Affaire T-616/15: Recours introduit le 3 novembre 2015 — Transtec/Commission

OJ C 27, 25.1.2016, p. 67–68 (BG, ES, CS, DA, DE, ET, EL, EN, FR, HR, IT, LV, LT, HU, MT, NL, PL, PT, RO, SK, SL, FI, SV)

25.1.2016   

FR

Journal officiel de l'Union européenne

C 27/67


Recours introduit le 3 novembre 2015 — Transtec/Commission

(Affaire T-616/15)

(2016/C 027/85)

Langue de procédure: le français

Parties

Partie requérante: Transtec (Bruxelles, Belgique) (représentant: L. Levi, avocat)

Partie défenderesse: Commission européenne

Conclusions

La partie requérante conclut à ce qu’il plaise au Tribunal:

annuler les décisions de compensation de la Commission européenne contenues dans ses courriers des 25 août, 27 août, 7 septembre, 16 septembre et 23 septembre 2015 et visant au recouvrement de la somme de 624 388,73 euros;

condamner la défenderesse au paiement de 624 388,73 euros augmentés d’un intérêt de retard sur cette somme, à fixer sur le taux directeur de la Banque centrale européenne à augmenter de deux points;

condamner la défenderesse à la réparation du préjudice moral évalué à 1 euro symbolique;

condamner la défenderesse à l’ensemble des dépens.

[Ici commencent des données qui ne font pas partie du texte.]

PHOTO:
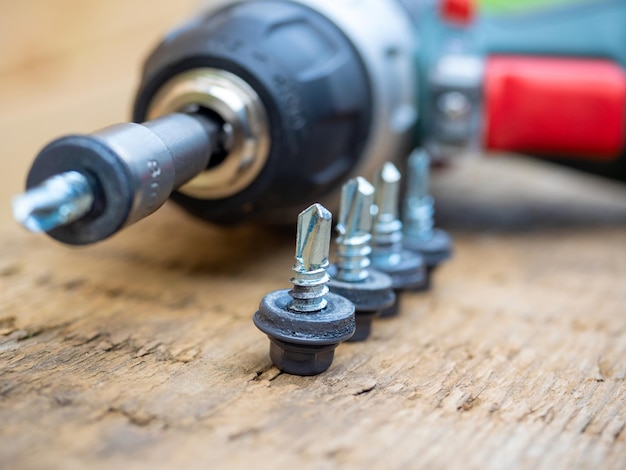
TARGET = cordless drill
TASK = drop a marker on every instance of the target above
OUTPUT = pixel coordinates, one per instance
(254, 109)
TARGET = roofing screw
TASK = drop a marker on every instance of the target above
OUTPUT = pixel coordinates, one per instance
(306, 324)
(405, 268)
(351, 276)
(420, 236)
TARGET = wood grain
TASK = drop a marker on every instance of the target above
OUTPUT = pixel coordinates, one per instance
(140, 352)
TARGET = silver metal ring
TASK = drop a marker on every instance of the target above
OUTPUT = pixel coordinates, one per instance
(245, 125)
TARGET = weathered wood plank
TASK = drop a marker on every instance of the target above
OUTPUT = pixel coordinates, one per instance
(142, 349)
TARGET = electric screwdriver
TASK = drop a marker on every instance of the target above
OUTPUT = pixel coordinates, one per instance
(249, 111)
(255, 109)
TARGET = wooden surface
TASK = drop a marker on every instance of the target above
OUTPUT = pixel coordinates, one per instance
(140, 352)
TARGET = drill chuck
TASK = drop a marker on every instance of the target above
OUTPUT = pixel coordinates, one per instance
(305, 94)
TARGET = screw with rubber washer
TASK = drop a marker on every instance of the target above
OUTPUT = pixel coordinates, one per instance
(352, 277)
(406, 268)
(306, 324)
(420, 235)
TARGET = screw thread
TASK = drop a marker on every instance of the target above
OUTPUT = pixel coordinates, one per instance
(355, 224)
(312, 246)
(309, 289)
(353, 257)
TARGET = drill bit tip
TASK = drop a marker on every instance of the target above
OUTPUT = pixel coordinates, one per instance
(59, 200)
(355, 215)
(313, 238)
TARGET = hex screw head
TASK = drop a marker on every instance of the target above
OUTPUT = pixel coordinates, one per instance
(405, 268)
(306, 324)
(351, 276)
(420, 236)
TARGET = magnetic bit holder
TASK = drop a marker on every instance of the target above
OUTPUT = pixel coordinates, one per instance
(352, 276)
(406, 268)
(306, 324)
(84, 188)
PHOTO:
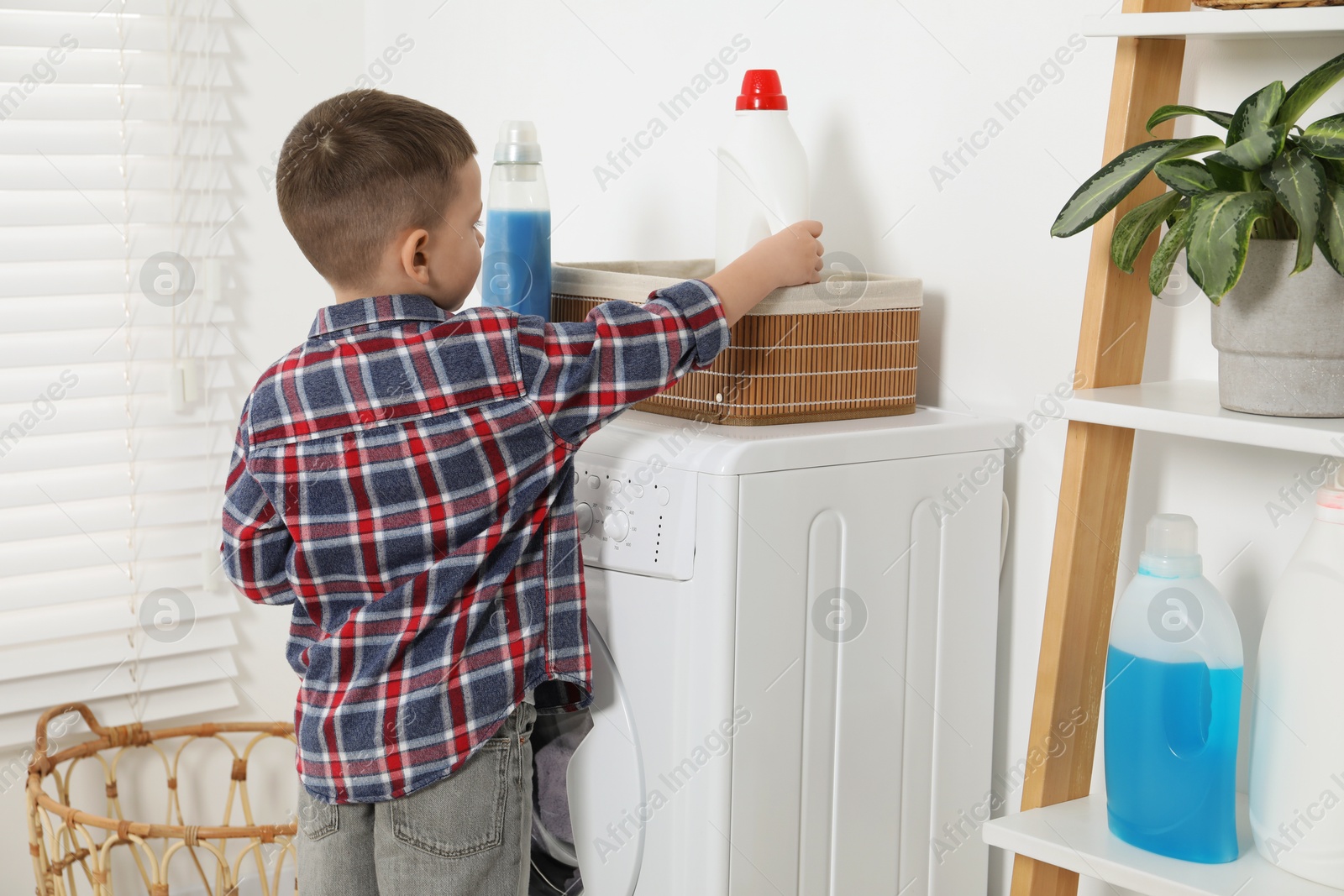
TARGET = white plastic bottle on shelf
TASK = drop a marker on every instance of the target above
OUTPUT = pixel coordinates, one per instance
(763, 170)
(1297, 727)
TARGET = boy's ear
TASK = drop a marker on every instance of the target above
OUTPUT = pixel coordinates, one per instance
(413, 255)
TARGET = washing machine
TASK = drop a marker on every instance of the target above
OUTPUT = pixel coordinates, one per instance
(793, 637)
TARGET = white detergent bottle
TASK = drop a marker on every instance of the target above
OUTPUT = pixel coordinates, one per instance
(763, 170)
(1297, 723)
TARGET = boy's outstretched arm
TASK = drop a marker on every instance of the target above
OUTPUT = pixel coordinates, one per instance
(788, 258)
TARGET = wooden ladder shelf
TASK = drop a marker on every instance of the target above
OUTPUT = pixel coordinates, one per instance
(1095, 476)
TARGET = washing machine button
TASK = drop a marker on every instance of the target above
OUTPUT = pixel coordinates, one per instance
(617, 526)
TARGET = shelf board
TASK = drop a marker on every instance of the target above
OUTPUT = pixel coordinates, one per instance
(1308, 22)
(1189, 407)
(1074, 836)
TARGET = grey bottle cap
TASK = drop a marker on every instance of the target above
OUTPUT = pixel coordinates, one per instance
(517, 143)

Moyens et principaux arguments

À l’appui du recours, la partie requérante invoque cinq moyens.

1.

Premier moyen, tiré de la violation du principe de sécurité juridique, en ce que les décisions attaquées seraient dépourvues de base juridique valable.

2.

Deuxième moyen, tiré de la violation du principe de l’enrichissement sans cause, la somme de 607 096,08 euros, augmentée des intérêts, ayant été prélevée sur le patrimoine de la requérante et ayant amélioré le patrimoine de la Commission sans qu’il y ait un quelconque fondement juridique à cet enrichissement.

3.

Troisième moyen, tiré de la violation des articles 42, 44, 45 et 47 du règlement financier du 27 mars 2003 applicable au 9ème Fonds européen de développement, en ce que la Commission n’aurait pas exercé le pouvoir d’appréciation que ces dispositions lui confèrent, ainsi que de la violation du principe de proportionnalité.

4.

Quatrième moyen, tiré de la violation du principe de bonne administration, en ce que la Commission aurait méconnu l’article 41 de la Charte des droits fondamentaux de l’Union européenne.

5.

Cinquième moyen, tiré des erreurs manifestes d’appréciation que la Commission aurait commises.